Ce récit autobiographique nous plonge dans l’enfance de Boubou Hama, qui raconte avec une perspective d’enfant ses premières années de vie au début du XXe siècle, en Afrique occidentale française (AOF). À travers les yeux d’Albarka, le lecteur découvre les traditions, les croyances et les épreuves d’un jeune garçon songhaï.
Un apprentissage ancré dans la tradition
Le récit débute vers 1910 dans le village de Fonéko, au Niger. Jusqu’à ses sept ans, Albarka grandit sous l’aile de ses parents et de sa grand-mère qui lui transmet les savoirs essentiels. À travers contes et rites initiatiques, il apprend les lois de son peuple : les interdits, les légendes et son identité en tant qu’homme songhaï. A chaque question, à chaque interrogation, la tradition et la culture offrent une réponse…
L’arrachement à son monde
Un événement bouleverse cette enfance heureuse à Fonéko : l’administration coloniale exige qu’un enfant de huit ans de chaque village soit envoyé à « l’école des Blancs ». La communauté est sous le choc, et Albarka est désigné. Commence alors un nouvel apprentissage, bien différent de celui qu’il a connu jusque-là. L’école lui impose une langue étrangère, une discipline rigide et un mode de vie où les punitions sont fréquentes. Dans ce monde où la parole est une arme, Albarka découvre que les mots peuvent être une force face à la domination coloniale. Malgré les difficultés, il s’adapte, progresse et devient l’un des meilleurs élèves.
« Les Occidentaux ne se rendent souvent pas compte qu’un Africain, même illettré, sait, au minimum, deux langues. Il est plus courant qu’il en sache trois ou quatre. Et le peul, le bambara, le sonraï, le haussa, l’arabe sont des langues aussi différentes, entre elles, que le français, l’anglais, l’allemand, le hongrois ou le russe. »
Tome 2, p.48
Un témoignage sur la colonisation
À travers L’aventure d’Albarka, Boubou Hama offre un témoignage puissant sur l’impact de la colonisation sur l’éducation et la transmission des savoirs traditionnels. Ce récit initiatique met en lumière la dualité entre l’héritage culturel et l’imposition du modèle occidental, entre l’enracinement et le déracinement.

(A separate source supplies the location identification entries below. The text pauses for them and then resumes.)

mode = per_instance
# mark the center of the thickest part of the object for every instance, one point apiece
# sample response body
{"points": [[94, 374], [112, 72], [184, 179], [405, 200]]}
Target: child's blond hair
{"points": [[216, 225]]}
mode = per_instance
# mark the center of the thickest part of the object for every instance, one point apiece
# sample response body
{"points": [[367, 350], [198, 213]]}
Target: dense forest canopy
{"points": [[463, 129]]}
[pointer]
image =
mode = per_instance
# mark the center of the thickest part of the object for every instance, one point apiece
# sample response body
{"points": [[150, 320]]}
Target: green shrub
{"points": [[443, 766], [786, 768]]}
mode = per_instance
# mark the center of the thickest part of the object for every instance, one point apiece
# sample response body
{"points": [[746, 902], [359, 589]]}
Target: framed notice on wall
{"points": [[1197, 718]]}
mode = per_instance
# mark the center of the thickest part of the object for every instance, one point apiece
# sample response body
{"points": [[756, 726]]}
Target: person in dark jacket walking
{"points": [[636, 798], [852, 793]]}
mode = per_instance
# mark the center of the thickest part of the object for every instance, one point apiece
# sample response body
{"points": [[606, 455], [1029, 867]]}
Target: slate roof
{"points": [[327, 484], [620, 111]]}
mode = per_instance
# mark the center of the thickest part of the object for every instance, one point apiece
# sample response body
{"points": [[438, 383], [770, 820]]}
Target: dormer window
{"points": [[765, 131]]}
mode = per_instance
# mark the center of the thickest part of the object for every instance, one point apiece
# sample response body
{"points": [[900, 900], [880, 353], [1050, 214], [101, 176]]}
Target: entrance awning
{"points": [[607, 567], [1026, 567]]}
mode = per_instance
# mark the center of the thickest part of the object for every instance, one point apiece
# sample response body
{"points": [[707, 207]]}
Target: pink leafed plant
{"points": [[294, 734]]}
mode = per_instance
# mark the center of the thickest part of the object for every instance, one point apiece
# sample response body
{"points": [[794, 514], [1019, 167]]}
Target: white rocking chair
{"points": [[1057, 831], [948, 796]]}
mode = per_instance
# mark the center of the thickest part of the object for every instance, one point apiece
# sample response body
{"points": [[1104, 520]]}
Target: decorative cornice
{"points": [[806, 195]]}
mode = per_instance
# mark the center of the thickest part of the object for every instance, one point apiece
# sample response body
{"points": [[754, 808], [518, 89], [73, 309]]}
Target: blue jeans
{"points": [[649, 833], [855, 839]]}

« Pour la première fois, je vis le travail forcé. Nous venions de passer devant la résidence du gouverneur, en banco, comme toutes les résidences des Blancs à cette époque… Des files de jeunes femmes et de jeunes filles, arrachées à leurs lointaines familles, portaient sur la tête des paniers remplis de terre. Elles les vidaient, revenaient, recommençaient, sous les cris humiliants des gardes et, quelquefois, sous les coups. Elles étaient salies par la terre, et leur visage disait leur peine.
Je frémis d’indignation, de honte, d’impuissance. J’appris bien plus, ensuite, sur le travail forcé qui, ici, n’était pas trop dur, car le gouverneur habitait la ville et des journalistes pouvaient y passer. Et on ne voulait pas que la France apprenne toute la vérité sur certains aspects de la colonisation.
Maintenant, je sais qu’une armée de conquête, quel que soit son pays, ne se conduit jamais autrement… qu’en armée de conquête. Avec un cortège d’humiliations, d’exactions, d’horreurs, de crimes…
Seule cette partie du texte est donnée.